The Corner

On Newtown and Gun Control: The Difficult Response

After a man walked into a British elementary school in 1996 and killed 17 people, the British government summarily banned handguns. After yesterday’s massacre at Newtown, some in America would that Congress did the same here. The New Yorker’s Adam Gopnik wrote yesterday afternoon that “gun massacres, most often of children, happen with hideous regularity, and they happen with hideous regularity because guns are hideously and regularly available.” He concluded with a general call for something to be done and the execrable charge that those who oppose “gun control” were complicit in the crime. This, sadly, is a predictable response. 

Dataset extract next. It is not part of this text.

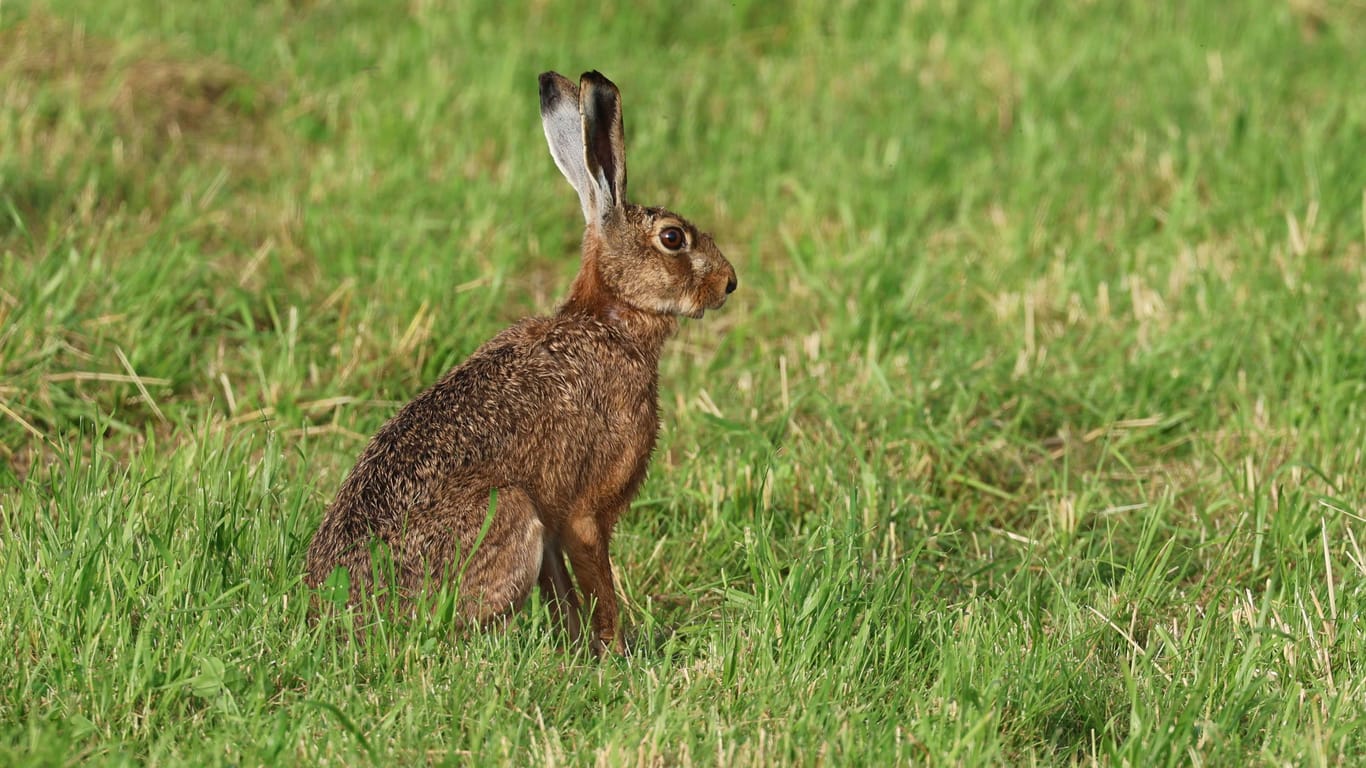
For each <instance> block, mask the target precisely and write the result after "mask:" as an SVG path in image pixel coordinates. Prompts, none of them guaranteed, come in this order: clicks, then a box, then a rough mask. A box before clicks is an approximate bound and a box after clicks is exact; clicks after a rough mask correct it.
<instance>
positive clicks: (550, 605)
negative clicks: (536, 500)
mask: <svg viewBox="0 0 1366 768" xmlns="http://www.w3.org/2000/svg"><path fill="white" fill-rule="evenodd" d="M538 581H540V586H541V599H542V600H545V601H546V604H548V605H549V607H550V618H552V620H553V622H555V625H556V626H561V627H564V630H566V631H567V633H568V634H570V642H578V641H579V638H581V637H583V627H582V625H581V622H579V597H578V594H576V593H575V592H574V584H572V582H571V581H570V570H568V568H567V567H566V566H564V552H563V551H561V549H560V540H559V538H557V537H555V536H552V534H550V533H546V534H545V553H544V555H542V556H541V578H540V579H538Z"/></svg>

Arguments over the merits of gun control are made all the more difficult to navigate by the Left’s stubborn denial that we are already having a debate on the issue. Gun-control propositions are by no means new, and nor is there a lack of a “national conversation on the subject.” Instead, the national conversation is ongoing, and the Left is losing it badly. Gun-control advocates may talk of national soul searching and dialogue, but in truth that already exists; what they mean is that they’d like to win for a change.

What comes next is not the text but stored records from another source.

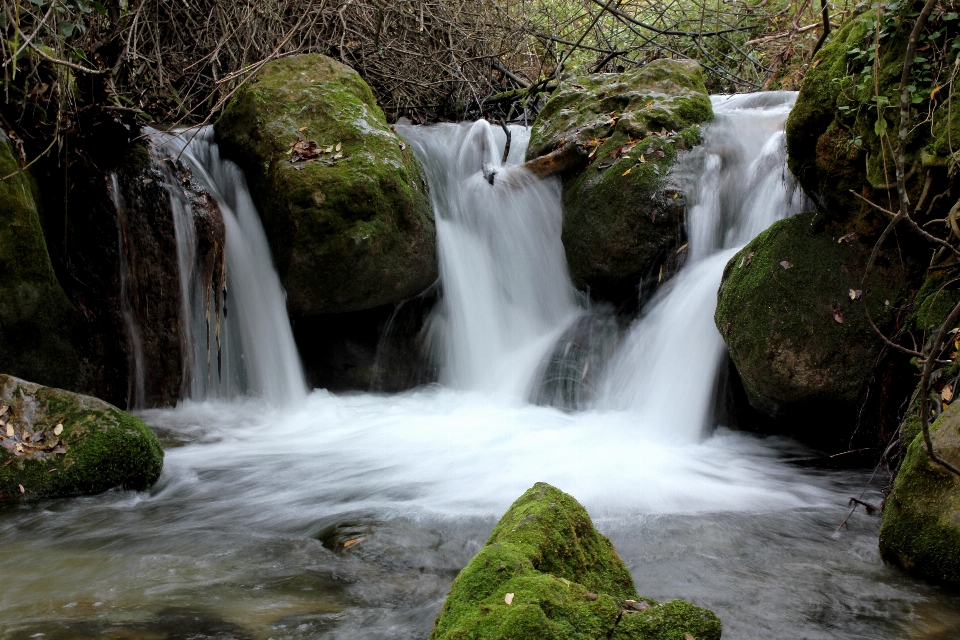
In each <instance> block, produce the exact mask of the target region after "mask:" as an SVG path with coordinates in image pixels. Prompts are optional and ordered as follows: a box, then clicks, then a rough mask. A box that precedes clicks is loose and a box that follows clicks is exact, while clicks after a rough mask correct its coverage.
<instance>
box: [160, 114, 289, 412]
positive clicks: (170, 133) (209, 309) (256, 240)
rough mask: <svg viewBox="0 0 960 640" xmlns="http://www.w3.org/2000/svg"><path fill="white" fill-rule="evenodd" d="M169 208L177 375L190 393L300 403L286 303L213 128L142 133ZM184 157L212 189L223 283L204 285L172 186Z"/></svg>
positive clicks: (268, 248) (238, 173)
mask: <svg viewBox="0 0 960 640" xmlns="http://www.w3.org/2000/svg"><path fill="white" fill-rule="evenodd" d="M149 135H150V138H151V140H152V142H153V143H154V145H155V146H156V147H157V149H158V151H159V153H160V154H162V155H163V156H164V157H165V158H167V160H168V161H167V162H163V163H161V167H162V168H163V169H164V171H165V174H166V178H167V182H168V184H167V188H168V191H169V193H170V202H171V206H172V208H173V211H174V223H175V228H176V234H177V252H178V259H179V266H180V283H181V291H180V294H181V300H182V317H183V326H184V334H185V336H186V337H185V342H186V345H185V346H186V349H185V356H184V379H185V380H186V381H188V382H189V389H187V395H188V397H190V398H193V399H197V400H199V399H204V398H231V397H235V396H237V395H241V394H244V393H253V394H256V395H260V396H263V397H264V398H266V399H268V400H269V401H271V402H274V403H277V404H290V403H299V402H302V401H303V399H304V398H305V397H306V381H305V379H304V375H303V370H302V367H301V365H300V357H299V355H298V353H297V348H296V344H295V343H294V340H293V332H292V330H291V328H290V320H289V318H288V317H287V312H286V301H285V296H284V293H283V288H282V287H281V285H280V280H279V278H278V276H277V274H276V271H275V270H274V268H273V261H272V259H271V256H270V249H269V246H268V245H267V239H266V235H265V234H264V231H263V226H262V224H261V223H260V217H259V215H258V214H257V210H256V207H255V206H254V204H253V200H252V199H251V197H250V193H249V191H248V190H247V185H246V180H245V179H244V177H243V172H242V171H241V170H240V168H239V167H238V166H237V165H235V164H234V163H232V162H229V161H226V160H223V159H222V158H221V157H220V152H219V149H218V148H217V145H216V143H215V142H214V140H213V136H214V133H213V127H204V128H202V129H199V130H196V131H192V130H187V131H176V132H169V133H163V132H158V131H150V132H149ZM177 161H183V162H185V163H186V164H187V165H188V167H189V168H190V170H191V171H192V172H193V174H194V176H195V177H196V178H197V179H198V180H199V181H200V182H201V183H202V184H203V185H204V187H205V188H206V189H207V190H208V191H209V192H210V193H211V194H212V195H213V197H214V198H215V199H216V201H217V204H218V205H219V209H220V212H221V214H222V217H223V225H224V245H225V247H224V251H225V253H226V286H225V287H223V288H222V290H218V289H219V287H211V286H210V285H209V278H208V277H204V274H203V269H202V268H201V266H200V265H199V264H198V255H197V242H198V239H197V236H196V232H195V227H194V217H195V214H196V213H197V212H195V211H194V210H193V208H192V206H191V202H190V200H189V199H188V198H186V197H184V195H183V192H182V191H181V190H180V189H179V188H178V187H177V177H176V175H175V173H174V172H173V164H174V163H175V162H177Z"/></svg>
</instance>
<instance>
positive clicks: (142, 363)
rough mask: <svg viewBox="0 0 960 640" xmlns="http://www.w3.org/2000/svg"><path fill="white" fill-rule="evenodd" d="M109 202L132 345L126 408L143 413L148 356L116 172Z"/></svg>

The Gopniks of the world don’t tend to win, however, because their arguments are weak and because their thinking is shallow. It is quite literally unfathomable to almost every human being that a man could shoot his mother dead. It is perhaps doubly unfathomable that someone could shoot a group of little children. To have done both on the same day is nothing short of astonishing. Herein lies the essential problem for those who would radically change our constitutional order: Americans know that they could never do such things whether they had no guns or 200 guns at their disposal. The mind of a man so ill or depraved that he is capable of an atrocity such as we saw at Newtown is not one that can be constrained by law. Nobody refrains from shooting up a school because it is illegal.

There are at least 200 million privately owned guns in America, and Connecticut regulates access to them more strictly than most states. To believe that yesterday’s crime could have been prevented, you have to presume either that a man willing to go to such grievous lengths could have been deterred from doing so by stronger laws, or that those stronger laws could rid America of privately available guns completely — thus making the killer’s task an impossible one. I believe neither thing. To pass a law is not to achieve its aims, and one suspects that any attempt at gun control in America — which outlaws and the deranged will naturally ignore — would be destined to be filed next to Prohibition and the War on Drugs in the annals of man’s folly.

American liberties, including the right to bear arms, pre-exist the federal government, and are defined and protected in the same document from which the state derives its authority and its structure. In a free republic, the people cannot be disarmed by the government, for they are its employers, and they did not give up their individual rights when they consented to its creation. There is no clause in our charters of liberty that allows for the people to be deprived of their freedom if and when a few individuals abuse theirs. Moreover, contrary to the rhetoric of many, America is not in the middle of a crime epidemic. As laws have been liberalized over the last 40 years, crime has dropped significantly. The partial incorporation of the Second Amendment by the Supreme Court, along with the decline in public support for gun control and the passage of state-level concealed-carry laws has done nothing to check this trend.

Contrarily, school shootings, such as the nauseating and heartbreaking spectacle we saw yesterday, are seemingly on the rise — as are other mass shootings, such as that which afflicted Aurora, Colo., earlier in the year. As Ezra Klein has observed, “of the 12 deadliest shootings in U.S. history, six have taken place since 2007.” This is a separate problem. What is causing this is not yet known and probably underinvestigated, but it is certainly not guns. The American republic stood for almost 200 years before the first school shooting occurred. Something is awry, to be sure; to blame guns is a mistake.

It is often glibly asserted that mine is the “easy” response. On the contrary, it is the difficult response. To shout “do something” or “ban guns” is the facile suggestion, and nonchalantly to content oneself that laws passed in a faraway city will fix society’s problems is the comforting conviction. My judgment, by contrast, is the terrifying one: to realize that there is very little than one could have done to stop yesterday’s abomination is to understand that we are sometimes powerless in the face of evil, however much we shout about it.